THE THEATER OF DIGITAKE
車掌熱唱 6/8


■どんでん返し

気配を感じた田所が振り返ると大男は眉間のシワを深くして怒鳴りつけた。

「テメェ、いったい何してやがるんでぇ!」

その声に驚いた田所は、すぐ後ろにあったドアに背中をぶつけながら、ゆがんだ帽子を直して必至で答えた。

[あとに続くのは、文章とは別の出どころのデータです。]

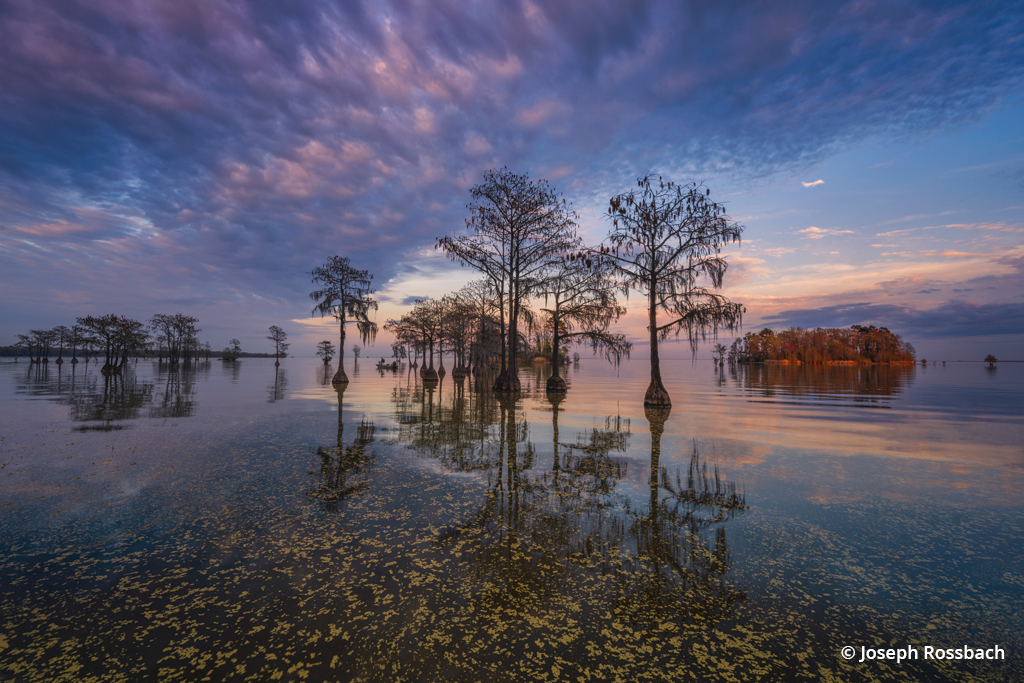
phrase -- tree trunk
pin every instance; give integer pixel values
(555, 382)
(340, 377)
(656, 394)
(656, 416)
(508, 381)
(429, 374)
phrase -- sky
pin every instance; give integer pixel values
(204, 157)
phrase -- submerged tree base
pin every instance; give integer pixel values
(507, 383)
(656, 396)
(556, 384)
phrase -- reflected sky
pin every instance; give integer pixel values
(439, 530)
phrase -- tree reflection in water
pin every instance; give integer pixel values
(541, 531)
(866, 385)
(275, 391)
(111, 400)
(344, 469)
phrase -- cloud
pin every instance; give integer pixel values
(813, 232)
(190, 147)
(949, 319)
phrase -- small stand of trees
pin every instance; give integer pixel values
(231, 351)
(822, 345)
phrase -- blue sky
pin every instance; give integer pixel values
(203, 157)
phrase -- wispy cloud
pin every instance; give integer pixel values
(813, 232)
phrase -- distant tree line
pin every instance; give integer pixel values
(544, 289)
(822, 345)
(170, 338)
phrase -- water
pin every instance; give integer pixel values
(231, 522)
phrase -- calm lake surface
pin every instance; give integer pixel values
(242, 522)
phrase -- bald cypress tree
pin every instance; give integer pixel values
(667, 243)
(345, 295)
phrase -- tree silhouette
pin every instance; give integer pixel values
(278, 336)
(517, 227)
(583, 305)
(665, 239)
(325, 350)
(345, 295)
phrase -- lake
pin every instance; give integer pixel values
(238, 521)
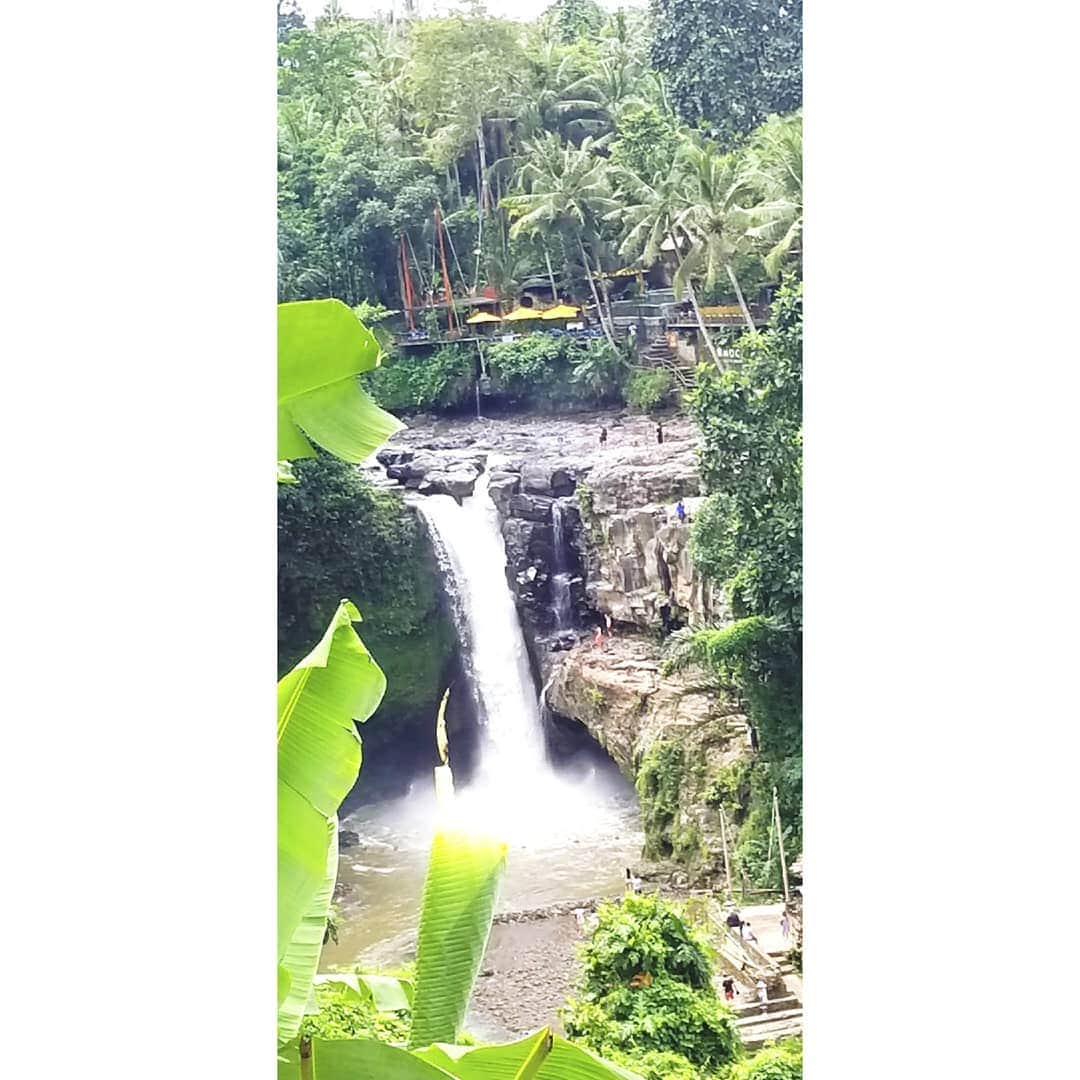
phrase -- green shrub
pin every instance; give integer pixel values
(528, 365)
(782, 1061)
(644, 934)
(649, 388)
(656, 1064)
(666, 1015)
(337, 536)
(540, 368)
(343, 1015)
(598, 370)
(413, 381)
(658, 783)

「・・・だから今、グリーン券をお持ちでないお客さまに、席を立っていただくよう、お願いしているところじゃないですかぁ」

大男の眉間のシワは深くなるばかりだ。

「こんな年寄り立たせやがって、何考えてるんだよ!!」

「はぁ?」

田所はア然とした。

「しかも足が不自由な年寄りをよぉ・・・。さぁジイさん、座んなさい」

ヒゲの老人は「すまんな」と言って、再び腰を下ろした。
隣にいる年老いた妻も「ありがとうございます」と大男に頭を下げた。

田所は、今まで悩んでいた自分が妙に滑稽に思えてきた。
・・・しかし、よかった。
気を取り直した田所は、

「ご協力ありがとうございます」

と大男に礼を言うと、首にかけた端末を使って、手際よく老夫婦にグリーン券を発行した。

すべては、うまくまとまった・・・ように思えた。
だが、それだけでは済まなかった。

老夫婦にグリーン料金のおつりを渡した田所が振り返ると、大男は言った。

「・・・よし。それで? オレたちの席はどうなるんだ?! え?」

田所の額に、またしても汗がにじみ出てきた。